Palavras-chave em português
Prática mental
Reabilitação
Realidade aumentada
Resumo em português
Acidentes vasculares encefálicos têm causado a incapacidade física em adultos e até mesmo em crianças, em todo o mundo. As deficiências motoras provocadas por essa patologia se caracterizam por paralisia ou fraqueza no lado do corpo oposto ao da lesão, gerando déficits no movimento do membro superior e na marcha. A reabilitação desempenha um papel importante no sentido de corrigir ou diminuir as deficiências motoras e aumentar a independência funcional dos pacientes. Nesta pesquisa, é proposto e implementado o NeuroR, um sistema de realidade aumentada que permite investigar se a percepção visual da movimentação de um braço virtual tridimensional, sobreposto à imagem do paciente e conectado ao ombro substituindo o braço real lesado, pode afetar positivamente a reabilitação motora deste membro comprometido. Relatos clínicos têm mostrado que a percepção visua de conectividade com o corpo pode reduzir a sensação de dor e de desconforto em amputações, o que norteou a adoção deste requisito para o sistema. Para avaliar a aplicabilidade do NeuroR foram realizados testes com pacientes, conduzidos por fisioterapeutas neurofuncionais. Nas intervenções, o fisioterapeuta estimula a prática mental de forma que o paciente realize a tarefa solicitada no ambiente de realidade aumentada, onde ele visualiza a si mesmo e o cenário real ao seu redor, como em um espelho. Também foi realizada a prática física, sendo esta disparada por sinais eletromiográficos captados de um músculo do braço parético do paciente. O sistema foi utilizado durante quatro sessões, por quatro pacientes de ambos os sexos, com lesões no hemisfério esquerdo ou direito, com hemiplegia há mais de um ano. O comprometimento motor de cada paciente foi diagnosticado no início do tratamento através da escala Fugl-Meyer.
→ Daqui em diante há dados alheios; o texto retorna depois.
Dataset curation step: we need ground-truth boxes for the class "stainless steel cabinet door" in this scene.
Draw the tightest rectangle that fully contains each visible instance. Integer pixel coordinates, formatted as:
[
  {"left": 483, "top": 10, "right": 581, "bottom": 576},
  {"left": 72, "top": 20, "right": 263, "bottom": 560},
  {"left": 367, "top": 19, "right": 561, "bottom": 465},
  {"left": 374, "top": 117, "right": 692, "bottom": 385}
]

Utilizando o NeuroR, observou-se que para três dos quatro pacientes, ao serem solicitados a imaginar o movimento visualizando sua imagem com o braço virtual, se esforçaram para executar o movimento fisicamente. No pós-teste, todos apresentaram um aumento na escala Fugl-Meyer, no mínimo de 17% e no máximo de 62%.
Título em inglês
NeuroR - stroke patients' upper-limb rehabilitation support system.
Palavras-chave em inglês
Augmented reality
Mental practice
Rehabilitation
Resumo em inglês
Stroke has caused the physical disability in adults and even children in the world. Stroke causes motor impairment characterized by paralysis or weakness on the side of the body opposite the site of injury. They produce deficits in movement of the upper limb and gait. The rehabilitation has an important role to correct or reduce motor impairment and in addition to providing functional independence. This research investigates how the perception of visual connectivity of a virtual arm, drawn from the side the patient's body, can affect the upper limb motor rehabilitation. Furthermore, clinical trials have shown that it can reduce the sensation of pain and discomfort for patients with amputations. Therefore, there is evidence that it leads us to investigate it and analyze it. This paper presents a proposal for a system that provides the visual stimulus of the movement of a virtual three-dimensional arm, which replaces the paralyzed arm in a real image of the patient. In the interventions the physiotherapist induces the mental practice of the patient such as he/she does the assigned task in the augmented reality environment, where he/she can visualize himself and surroundings, just like a mirror. The protocol included also physical practice. It was performed using electromyographic signals of a paretic arm muscle. The system was used by four chronic adults of both genders, who suffering lesions in different regions of the central nervous system. The sample included patients with lesions in the left or right hemisphere, which have upper-limb hemiplegia for over a year. This motor impairment was diagnosed before beginning the treatment through the Fugl-Meyer scale for the upper limb. In the trials, it was observed that for three of four patients, when asked to imagine their own movement by looking at their image with the virtual arm in the screen, they struggled to physically execute the movement. In the posttest, all showed an increase in the scale motor Fugl-Meyer, a minimum of 17% and a maximum of 62%, and also had improvements in the range of motion of the shoulder, as measured by photogrammetry.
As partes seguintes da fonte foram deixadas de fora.